During the call, Drs. Shadman and Till will also discuss the modified cell manufacturing process that was co-developed by Fred Hutch and Mustang Bio, as well as the correlative science observed in the study to date. The Mustang team will then give a corporate update on its pipeline and future plans. Following the formal presentations, the Mustang team, along with Drs. Till and Shadman, will be available for questions.

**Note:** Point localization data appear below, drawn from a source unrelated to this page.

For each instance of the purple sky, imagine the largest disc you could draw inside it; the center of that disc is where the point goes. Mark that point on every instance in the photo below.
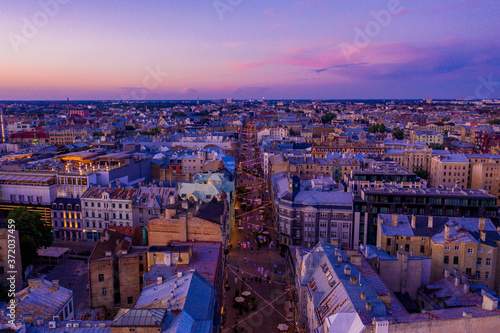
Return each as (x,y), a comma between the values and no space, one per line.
(247,49)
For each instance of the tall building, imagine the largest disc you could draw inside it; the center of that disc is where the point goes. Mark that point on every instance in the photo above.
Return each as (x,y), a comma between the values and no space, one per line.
(308,213)
(449,170)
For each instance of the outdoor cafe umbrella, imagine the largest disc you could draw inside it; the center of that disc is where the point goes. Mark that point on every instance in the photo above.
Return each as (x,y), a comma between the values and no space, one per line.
(282,327)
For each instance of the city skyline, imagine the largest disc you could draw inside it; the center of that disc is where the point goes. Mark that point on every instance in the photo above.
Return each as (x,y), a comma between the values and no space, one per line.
(249,50)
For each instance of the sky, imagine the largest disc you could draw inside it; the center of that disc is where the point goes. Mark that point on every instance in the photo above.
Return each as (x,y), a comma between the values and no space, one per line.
(249,49)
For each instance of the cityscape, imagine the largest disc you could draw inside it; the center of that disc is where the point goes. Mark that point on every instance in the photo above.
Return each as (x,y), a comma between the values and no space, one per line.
(249,166)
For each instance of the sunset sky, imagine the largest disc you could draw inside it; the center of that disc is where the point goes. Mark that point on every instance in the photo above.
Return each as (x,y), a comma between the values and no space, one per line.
(247,49)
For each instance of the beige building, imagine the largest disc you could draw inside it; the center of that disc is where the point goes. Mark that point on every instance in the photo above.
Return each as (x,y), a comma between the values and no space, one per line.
(484,173)
(6,257)
(429,137)
(449,170)
(66,136)
(115,273)
(411,159)
(469,245)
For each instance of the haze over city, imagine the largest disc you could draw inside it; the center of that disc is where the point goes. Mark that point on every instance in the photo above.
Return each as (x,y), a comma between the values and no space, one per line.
(243,49)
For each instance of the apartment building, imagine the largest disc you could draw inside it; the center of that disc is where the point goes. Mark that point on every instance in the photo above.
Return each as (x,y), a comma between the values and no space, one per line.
(67,221)
(381,174)
(443,201)
(116,269)
(411,159)
(65,136)
(484,172)
(308,215)
(449,170)
(428,137)
(469,245)
(105,206)
(6,256)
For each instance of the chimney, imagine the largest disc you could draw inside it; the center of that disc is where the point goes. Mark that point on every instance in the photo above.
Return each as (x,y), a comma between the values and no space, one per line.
(490,302)
(356,260)
(183,228)
(386,299)
(395,220)
(482,223)
(368,306)
(430,222)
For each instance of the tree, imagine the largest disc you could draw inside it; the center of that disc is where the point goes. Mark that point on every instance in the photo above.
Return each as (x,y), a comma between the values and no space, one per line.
(328,117)
(398,134)
(33,233)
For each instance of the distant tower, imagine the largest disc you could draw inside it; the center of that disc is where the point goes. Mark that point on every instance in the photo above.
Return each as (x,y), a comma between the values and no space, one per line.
(3,126)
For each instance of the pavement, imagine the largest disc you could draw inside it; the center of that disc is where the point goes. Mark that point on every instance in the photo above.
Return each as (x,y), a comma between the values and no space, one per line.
(245,265)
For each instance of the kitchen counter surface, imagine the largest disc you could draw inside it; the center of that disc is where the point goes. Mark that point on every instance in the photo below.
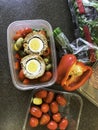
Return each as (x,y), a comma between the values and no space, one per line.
(13,102)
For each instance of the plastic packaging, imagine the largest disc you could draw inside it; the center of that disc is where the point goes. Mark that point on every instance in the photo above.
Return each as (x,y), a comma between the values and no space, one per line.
(72,111)
(85,19)
(62,40)
(34,24)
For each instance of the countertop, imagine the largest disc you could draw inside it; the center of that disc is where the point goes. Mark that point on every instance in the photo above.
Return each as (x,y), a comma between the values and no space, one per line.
(13,102)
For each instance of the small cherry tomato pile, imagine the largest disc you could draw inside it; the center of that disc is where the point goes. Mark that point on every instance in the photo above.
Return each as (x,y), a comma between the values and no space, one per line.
(45,110)
(19,53)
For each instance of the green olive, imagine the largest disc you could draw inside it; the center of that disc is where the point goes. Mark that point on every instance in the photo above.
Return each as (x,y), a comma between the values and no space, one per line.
(46,60)
(48,67)
(19,42)
(22,53)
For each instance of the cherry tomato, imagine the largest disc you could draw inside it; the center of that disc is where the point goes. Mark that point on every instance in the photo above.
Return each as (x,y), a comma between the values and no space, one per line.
(44,119)
(44,107)
(63,124)
(41,94)
(61,100)
(49,97)
(54,107)
(36,111)
(52,125)
(33,122)
(57,117)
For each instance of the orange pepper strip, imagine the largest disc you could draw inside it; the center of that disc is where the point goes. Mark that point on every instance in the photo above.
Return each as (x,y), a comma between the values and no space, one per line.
(65,64)
(72,74)
(76,77)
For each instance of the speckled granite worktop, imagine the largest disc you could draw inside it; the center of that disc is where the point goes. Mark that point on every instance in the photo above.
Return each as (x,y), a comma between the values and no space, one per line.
(13,103)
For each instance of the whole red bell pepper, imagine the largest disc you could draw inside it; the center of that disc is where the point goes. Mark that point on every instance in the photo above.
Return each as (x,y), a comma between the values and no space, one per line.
(72,74)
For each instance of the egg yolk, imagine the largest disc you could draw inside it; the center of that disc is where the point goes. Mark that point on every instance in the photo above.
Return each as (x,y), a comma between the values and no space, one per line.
(35,44)
(33,66)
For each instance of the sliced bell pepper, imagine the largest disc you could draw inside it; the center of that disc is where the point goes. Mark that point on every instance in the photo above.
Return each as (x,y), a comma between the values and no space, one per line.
(89,39)
(80,6)
(72,74)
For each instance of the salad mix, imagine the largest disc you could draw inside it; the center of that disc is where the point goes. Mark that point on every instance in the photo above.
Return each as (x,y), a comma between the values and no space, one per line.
(85,19)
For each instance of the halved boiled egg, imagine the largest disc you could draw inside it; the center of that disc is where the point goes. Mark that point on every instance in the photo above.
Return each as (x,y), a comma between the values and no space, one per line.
(35,43)
(33,66)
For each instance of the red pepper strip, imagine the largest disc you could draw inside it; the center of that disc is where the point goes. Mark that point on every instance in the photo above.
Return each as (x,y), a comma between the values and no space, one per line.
(88,38)
(62,67)
(80,6)
(71,73)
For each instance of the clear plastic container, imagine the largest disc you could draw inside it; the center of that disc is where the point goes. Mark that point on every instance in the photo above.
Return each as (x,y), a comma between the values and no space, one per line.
(34,24)
(71,111)
(90,89)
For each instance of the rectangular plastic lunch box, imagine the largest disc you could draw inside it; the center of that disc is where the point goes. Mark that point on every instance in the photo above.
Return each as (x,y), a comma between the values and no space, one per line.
(34,24)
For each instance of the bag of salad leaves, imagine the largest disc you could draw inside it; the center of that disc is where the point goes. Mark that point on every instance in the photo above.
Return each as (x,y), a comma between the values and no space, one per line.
(85,19)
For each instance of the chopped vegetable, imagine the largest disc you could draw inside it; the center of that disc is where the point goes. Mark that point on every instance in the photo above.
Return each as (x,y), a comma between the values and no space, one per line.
(72,74)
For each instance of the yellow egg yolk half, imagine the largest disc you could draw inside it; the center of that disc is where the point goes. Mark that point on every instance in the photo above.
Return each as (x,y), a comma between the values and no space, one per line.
(33,67)
(35,44)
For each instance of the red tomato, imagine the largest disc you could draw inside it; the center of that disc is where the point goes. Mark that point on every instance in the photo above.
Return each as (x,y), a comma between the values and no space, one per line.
(41,94)
(45,118)
(35,111)
(63,124)
(49,97)
(54,107)
(61,100)
(52,125)
(33,122)
(56,117)
(44,107)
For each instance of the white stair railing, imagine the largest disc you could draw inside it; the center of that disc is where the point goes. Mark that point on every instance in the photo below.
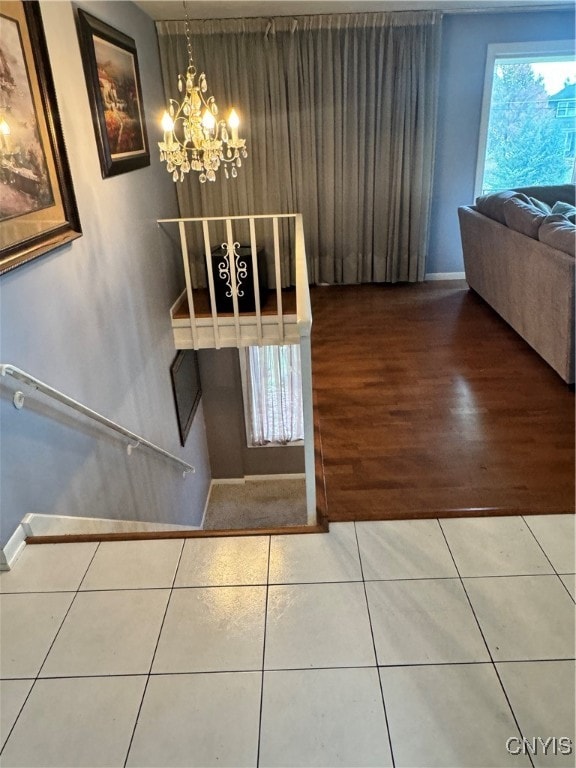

To register for the call, please click here.

About Dr. Shadman
Mazyar Shadman, M.D., M.P.H., is an associate professor at the University of Washington (UW) and Fred Hutch. He is a hematologic malignancies expert who specializes in treating patients with lymphoma / chronic lymphocytic leukemia (CLL). He is involved in clinical trials using novel therapeutic agents, immunotherapy (CAR T cell), and stem cell transplant for treatment of lymphoid malignancies with a focus on CLL. He also studies the clinical outcomes of patients using institutional and collaborative retrospective cohort studies. Dr. Shadman received his M.D. from Tehran University in Iran. He finished internal medicine internship and residency training at the Cleveland Clinic in Cleveland, Ohio. He completed his training in hematology and medical oncology fellowships at UW and Fred Hutch. Dr. Shadman also earned an M.P.H. degree from UW and was a fellow for National Cancer Institute’s cancer research training program at Fred Hutch, where he studies cancer epidemiology.

About Dr. Till
Brian Till, M.D., is an Associate Professor in the Clinical Research Division of Fred Hutch and Department of Medicine at UW. His laboratory focuses on developing chimeric antigen receptor (CAR)-based immunotherapies for non-Hodgkin lymphoma and understanding why CAR T cell therapies work for some patients but not for others. He led the first published clinical trial testing CAR T cells as a treatment for lymphoma patients. Dr. Till also has a clinical practice treating patients with lymphoma and attends on the stem cell transplantation and immunotherapy services at the Seattle Cancer Care Alliance.